Brussels believes that the takeover of Monsanto by Bayer could create a monopoly situation that would limit innovation.
The European authorities do not look favorably on the acquisition of Monsanto by Bayer. The proposed transaction, announced in September 2016 for a value of 66 billion dollars (56 billion euros), is the subject of an “in-depth investigation” by the European Commission. Brussels fears that this merger will distort competition and the emergence of a monopoly in an already highly concentrated market.
The project, if it were to see the light of day, would lead to the emergence of “the largest integrated firm in the world of pesticides and seeds”, recalls the Commission in a report. communicated. She believes that the merger could lead to the elimination of competition in several markets, which would result in “higher prices, lower quality, limited choice and slowed down innovation”.
Glyphosate
In fact, the activities of Monsanto and Bayer compete directly with each other. A merger would mean the end of this competition. Brussels thus has several reservations, in particular on glyphosate, a herbicide marketed under the name Round Up by the American Monsanto, the re-authorization of which is being debated at the Commission.
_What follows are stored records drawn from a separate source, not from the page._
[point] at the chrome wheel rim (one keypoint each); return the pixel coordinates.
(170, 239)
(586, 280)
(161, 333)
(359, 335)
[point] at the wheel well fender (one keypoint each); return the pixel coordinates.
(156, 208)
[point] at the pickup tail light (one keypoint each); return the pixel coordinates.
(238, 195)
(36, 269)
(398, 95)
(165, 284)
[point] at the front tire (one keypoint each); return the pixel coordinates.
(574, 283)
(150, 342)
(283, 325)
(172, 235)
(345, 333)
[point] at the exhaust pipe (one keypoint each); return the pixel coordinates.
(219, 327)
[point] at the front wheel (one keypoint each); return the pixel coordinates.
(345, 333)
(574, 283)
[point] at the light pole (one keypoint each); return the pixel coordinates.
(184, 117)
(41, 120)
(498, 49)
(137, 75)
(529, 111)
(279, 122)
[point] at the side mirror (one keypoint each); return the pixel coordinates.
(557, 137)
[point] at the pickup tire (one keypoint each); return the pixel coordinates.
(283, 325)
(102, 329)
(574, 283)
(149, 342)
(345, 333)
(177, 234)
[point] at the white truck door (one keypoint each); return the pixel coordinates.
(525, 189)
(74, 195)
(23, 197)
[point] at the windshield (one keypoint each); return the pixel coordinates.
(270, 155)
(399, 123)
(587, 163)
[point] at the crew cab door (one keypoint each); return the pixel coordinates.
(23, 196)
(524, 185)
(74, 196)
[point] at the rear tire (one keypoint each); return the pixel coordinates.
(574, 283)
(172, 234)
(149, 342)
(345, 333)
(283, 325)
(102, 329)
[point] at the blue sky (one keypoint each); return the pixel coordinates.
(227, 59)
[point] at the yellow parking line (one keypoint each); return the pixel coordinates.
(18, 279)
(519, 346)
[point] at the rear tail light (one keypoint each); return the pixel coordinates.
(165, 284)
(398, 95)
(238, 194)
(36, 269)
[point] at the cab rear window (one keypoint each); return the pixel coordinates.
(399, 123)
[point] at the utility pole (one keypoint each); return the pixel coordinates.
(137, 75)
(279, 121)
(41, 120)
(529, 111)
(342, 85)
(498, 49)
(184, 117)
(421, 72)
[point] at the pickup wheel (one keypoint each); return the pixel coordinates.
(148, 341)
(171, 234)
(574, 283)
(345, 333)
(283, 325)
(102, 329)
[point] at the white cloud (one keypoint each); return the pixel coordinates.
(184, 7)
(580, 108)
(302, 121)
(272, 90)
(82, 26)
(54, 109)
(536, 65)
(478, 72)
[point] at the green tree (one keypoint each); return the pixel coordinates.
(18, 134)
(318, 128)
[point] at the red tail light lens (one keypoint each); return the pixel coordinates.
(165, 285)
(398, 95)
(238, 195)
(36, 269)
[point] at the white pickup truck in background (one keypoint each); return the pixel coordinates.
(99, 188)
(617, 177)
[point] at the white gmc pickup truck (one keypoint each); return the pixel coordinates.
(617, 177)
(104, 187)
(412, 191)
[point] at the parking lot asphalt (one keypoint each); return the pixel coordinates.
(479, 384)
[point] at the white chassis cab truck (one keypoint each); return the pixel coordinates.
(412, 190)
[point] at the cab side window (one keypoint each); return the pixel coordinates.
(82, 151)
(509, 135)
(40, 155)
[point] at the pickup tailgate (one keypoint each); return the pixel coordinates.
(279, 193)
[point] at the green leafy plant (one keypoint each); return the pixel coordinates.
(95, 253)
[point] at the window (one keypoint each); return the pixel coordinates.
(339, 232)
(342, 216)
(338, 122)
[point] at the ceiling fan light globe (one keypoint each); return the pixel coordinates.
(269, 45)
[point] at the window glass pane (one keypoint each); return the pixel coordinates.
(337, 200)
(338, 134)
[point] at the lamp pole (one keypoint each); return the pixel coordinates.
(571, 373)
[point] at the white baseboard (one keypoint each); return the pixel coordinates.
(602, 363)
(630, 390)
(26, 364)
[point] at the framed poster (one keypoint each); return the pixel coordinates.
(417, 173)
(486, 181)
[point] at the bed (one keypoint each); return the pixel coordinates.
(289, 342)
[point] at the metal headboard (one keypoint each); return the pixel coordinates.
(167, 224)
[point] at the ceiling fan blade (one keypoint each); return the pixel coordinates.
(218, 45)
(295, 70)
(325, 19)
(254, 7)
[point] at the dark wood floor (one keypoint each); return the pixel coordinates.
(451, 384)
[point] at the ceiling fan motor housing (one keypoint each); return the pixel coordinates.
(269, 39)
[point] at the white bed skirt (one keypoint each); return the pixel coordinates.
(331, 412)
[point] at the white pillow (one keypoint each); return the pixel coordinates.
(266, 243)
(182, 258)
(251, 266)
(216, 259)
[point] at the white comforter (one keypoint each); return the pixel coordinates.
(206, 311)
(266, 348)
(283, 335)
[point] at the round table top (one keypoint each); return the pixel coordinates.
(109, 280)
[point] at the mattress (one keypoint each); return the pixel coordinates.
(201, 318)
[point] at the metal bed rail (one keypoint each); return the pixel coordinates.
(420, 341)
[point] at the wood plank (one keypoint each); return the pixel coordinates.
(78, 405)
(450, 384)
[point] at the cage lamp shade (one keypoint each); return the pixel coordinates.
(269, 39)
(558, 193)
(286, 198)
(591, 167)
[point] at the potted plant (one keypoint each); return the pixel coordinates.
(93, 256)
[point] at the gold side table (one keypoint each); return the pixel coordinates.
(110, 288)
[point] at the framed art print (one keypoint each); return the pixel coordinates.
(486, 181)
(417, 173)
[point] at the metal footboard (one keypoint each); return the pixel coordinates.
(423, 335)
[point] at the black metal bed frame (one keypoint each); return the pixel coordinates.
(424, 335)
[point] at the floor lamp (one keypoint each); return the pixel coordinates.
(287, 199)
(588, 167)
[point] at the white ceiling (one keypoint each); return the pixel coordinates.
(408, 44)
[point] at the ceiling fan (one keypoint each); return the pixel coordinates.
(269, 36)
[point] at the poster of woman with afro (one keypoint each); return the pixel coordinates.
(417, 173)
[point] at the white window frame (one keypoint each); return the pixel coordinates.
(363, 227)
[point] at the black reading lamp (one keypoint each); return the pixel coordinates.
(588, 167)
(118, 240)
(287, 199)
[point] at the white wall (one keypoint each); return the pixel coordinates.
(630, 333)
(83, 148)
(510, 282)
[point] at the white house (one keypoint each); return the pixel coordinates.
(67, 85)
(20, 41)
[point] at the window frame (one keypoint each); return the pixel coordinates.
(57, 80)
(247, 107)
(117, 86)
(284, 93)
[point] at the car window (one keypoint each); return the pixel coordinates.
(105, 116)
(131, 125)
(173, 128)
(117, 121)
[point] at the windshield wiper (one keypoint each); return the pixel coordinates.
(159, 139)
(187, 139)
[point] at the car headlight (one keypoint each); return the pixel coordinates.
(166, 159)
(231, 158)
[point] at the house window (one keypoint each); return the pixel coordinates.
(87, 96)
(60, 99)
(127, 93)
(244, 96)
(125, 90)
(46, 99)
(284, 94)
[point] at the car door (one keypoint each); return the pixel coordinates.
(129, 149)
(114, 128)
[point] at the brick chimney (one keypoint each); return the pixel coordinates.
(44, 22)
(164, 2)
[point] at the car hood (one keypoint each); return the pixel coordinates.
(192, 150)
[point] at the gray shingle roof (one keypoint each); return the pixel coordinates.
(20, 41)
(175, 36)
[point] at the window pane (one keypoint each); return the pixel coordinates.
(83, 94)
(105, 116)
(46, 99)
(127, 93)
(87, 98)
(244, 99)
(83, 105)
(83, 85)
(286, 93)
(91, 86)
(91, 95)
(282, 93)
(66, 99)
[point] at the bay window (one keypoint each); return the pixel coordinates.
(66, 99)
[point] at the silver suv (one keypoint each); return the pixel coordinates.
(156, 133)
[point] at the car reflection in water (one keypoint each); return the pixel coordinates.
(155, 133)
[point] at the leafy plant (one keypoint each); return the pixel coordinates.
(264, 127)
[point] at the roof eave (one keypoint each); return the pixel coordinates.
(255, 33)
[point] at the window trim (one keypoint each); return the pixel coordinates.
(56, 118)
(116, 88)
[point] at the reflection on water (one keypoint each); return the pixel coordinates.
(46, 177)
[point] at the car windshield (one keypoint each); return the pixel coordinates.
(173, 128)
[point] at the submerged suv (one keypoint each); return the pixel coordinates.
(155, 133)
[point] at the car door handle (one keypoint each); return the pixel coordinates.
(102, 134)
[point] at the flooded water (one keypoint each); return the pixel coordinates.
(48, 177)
It is the best-selling herbicide in Europe.
Bayer, on the other hand, produces ammonium glufosinate, one of the rare alternatives to glyphosate. The two groups risk being the only ones able to invest in the discovery of new active substances, in particular to circumvent the growing problem of seed resistance to existing pesticides. This is what worries the European Commissioners.
“Serious doubts”
“We need to ensure effective competition, in order to allow farmers to have access to innovative products, of superior quality and at competitive prices,” read the press release. We also need to make sure we maintain an environment in which businesses can innovate and invest in improved products ”.
The commissioners have until January 8 to close the investigation. Monsanto and Bayer have already made commitments to the Commission to allay its fears. But Brussels considers these commitments “insufficient to remove serious doubts as to the compatibility of the transaction with European regulations on mergers”.